Raburn and Sample Sizes


As Bryan Craves noted yesterday, Tigers fans (and management) are justifiably concerned – despite

Ryan Raburn

‘s performances at the plate in spring training – about whether or not he’ll be able to hit in the colder months of the regular season.

Over his career, spanning parts of 6 major league seasons, Raburn has really only been a good hitter in August and September.  But… he has been such a good hitter in those two months that his career averages really don’t look too shabby (at least in the post-juice era).  With the way he has hit in spring training – and given the fact that he has hit passably in April but abominably in May – I’ve been a little puzzled as to why Raburn hasn’t hit early and whether what we’re seeing is bad luck or something more.

For one thing, we don’t have an enormous sample size when it comes to Ryan Raburn at the plate.  Though he has been around for a while, he has usually been a part time player and has amassed only 1368 at bats over all that time.  That’s less than half the number for Delmon Young.  Moreover, Raburn hasn’t played as much in first-halves as he has in second-halves during those 6 years so the sample size for at bats in cold months isn’t that large.  Any time numbers look bad (or good) in a small sample, there’s a decent chance that you can chalk it all up to luck.  After all, if Gerald Laird has a tremendous month none of us will believe that he has turned the corner as a hitter.

What I decided to do was to test the statistical significance of Raburn’s differential batting averages in each and every month.  I won’t go into the details of exactly how “statistical significance” is determined, but in a nutshell what it means is this:  If we assume that there is some ‘true Raburn’ and that ‘true Raburn’ has an exactly 27% chance of getting a hit in any at-bat (like rolling a weighted die), there is some chance that over any number of at-bats the actual number of hits will deviate by some amount from that 27%.   We can look at the number of hits we get in (for example) April vs. the number of hits we would have expected from ‘true Raburn’ given the number of at-bats he has had in April and see how much deviation there is.  Statistically, it’s then possible to estimate the % chance that the Raburn we see in April is not the ‘true Raburn’ but some ‘inferior Raburn’ (given that he hasn’t hit particularly well in April).  Statisticians would typically set a fairly high bar for results that are ‘statistically significant’ as opposed to merely suggestive – let’s say a 90% chance that ‘April Raburn’ is worse than ‘true Raburn’.  A bigger deviation and/or a bigger sample would mean that we’re more likely to find that the difference between that month’s Raburn.

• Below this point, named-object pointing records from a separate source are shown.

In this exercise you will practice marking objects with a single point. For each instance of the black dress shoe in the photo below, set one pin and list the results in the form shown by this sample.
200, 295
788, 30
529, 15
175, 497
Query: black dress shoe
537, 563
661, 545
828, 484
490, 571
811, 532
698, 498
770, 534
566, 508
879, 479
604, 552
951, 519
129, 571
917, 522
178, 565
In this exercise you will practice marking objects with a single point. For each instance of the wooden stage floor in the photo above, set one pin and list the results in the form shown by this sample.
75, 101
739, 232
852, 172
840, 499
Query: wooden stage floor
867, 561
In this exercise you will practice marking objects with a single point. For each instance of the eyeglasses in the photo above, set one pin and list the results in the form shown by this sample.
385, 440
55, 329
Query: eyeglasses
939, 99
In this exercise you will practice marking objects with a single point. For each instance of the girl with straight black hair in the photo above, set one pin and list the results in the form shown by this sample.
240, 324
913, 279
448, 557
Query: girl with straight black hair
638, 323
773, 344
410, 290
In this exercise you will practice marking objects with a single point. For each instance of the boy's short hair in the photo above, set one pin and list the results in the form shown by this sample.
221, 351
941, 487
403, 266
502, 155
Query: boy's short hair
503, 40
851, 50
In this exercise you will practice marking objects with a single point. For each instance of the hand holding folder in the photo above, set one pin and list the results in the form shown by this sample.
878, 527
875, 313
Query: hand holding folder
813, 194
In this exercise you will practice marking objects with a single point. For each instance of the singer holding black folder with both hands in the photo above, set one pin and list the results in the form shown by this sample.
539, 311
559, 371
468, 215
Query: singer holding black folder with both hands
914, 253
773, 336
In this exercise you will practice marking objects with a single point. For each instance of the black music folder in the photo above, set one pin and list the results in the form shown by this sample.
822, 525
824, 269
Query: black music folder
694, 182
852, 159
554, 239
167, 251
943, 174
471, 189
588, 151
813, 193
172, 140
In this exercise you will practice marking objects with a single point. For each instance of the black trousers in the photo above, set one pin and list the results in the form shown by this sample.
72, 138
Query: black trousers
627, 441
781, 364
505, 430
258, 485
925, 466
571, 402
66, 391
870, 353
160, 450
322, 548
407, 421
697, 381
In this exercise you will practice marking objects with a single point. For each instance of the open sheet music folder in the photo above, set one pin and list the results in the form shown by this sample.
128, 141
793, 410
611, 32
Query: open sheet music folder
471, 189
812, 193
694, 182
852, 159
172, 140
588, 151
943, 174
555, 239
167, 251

But… as I already mentioned, sample sizes for Raburn aren’t that huge and there is a lot of randomness inherent in baseball.  Great hitters have streaks and slumps just like the Raburns and Inges of the world.   The only month in which Raburn has been not only worse than the norm but worse in a statistically significant fashion is the month of May.  For May, and May alone, there is (statistically speaking) only a 2-3% chance that ‘May Raburn’ is the same as ‘true Raburn’.  For each and every other month, Raburn’s numbers are within the plausible range for ‘true Raburn’ to luck his way into.  For April there is only a 54% chance that he’s actually worse than ‘true Raburn’, for June only a 45% chance.  And while he has hit well in August and September, there is only a 64% and 65% chance (respectively) that those Raburns are actually better than ‘true Raburn’ and not just finally getting lucky.

Unfortunately, this doesn’t provide any real solace:  Raburn may be genuinely awful in spring and early summer – I certainly can’t say that he isn’t.  All I can say is that we don’t have statistical ‘proof’ that he is and won’t at least until he has had the opportunity to stink in those months for at least a few more years.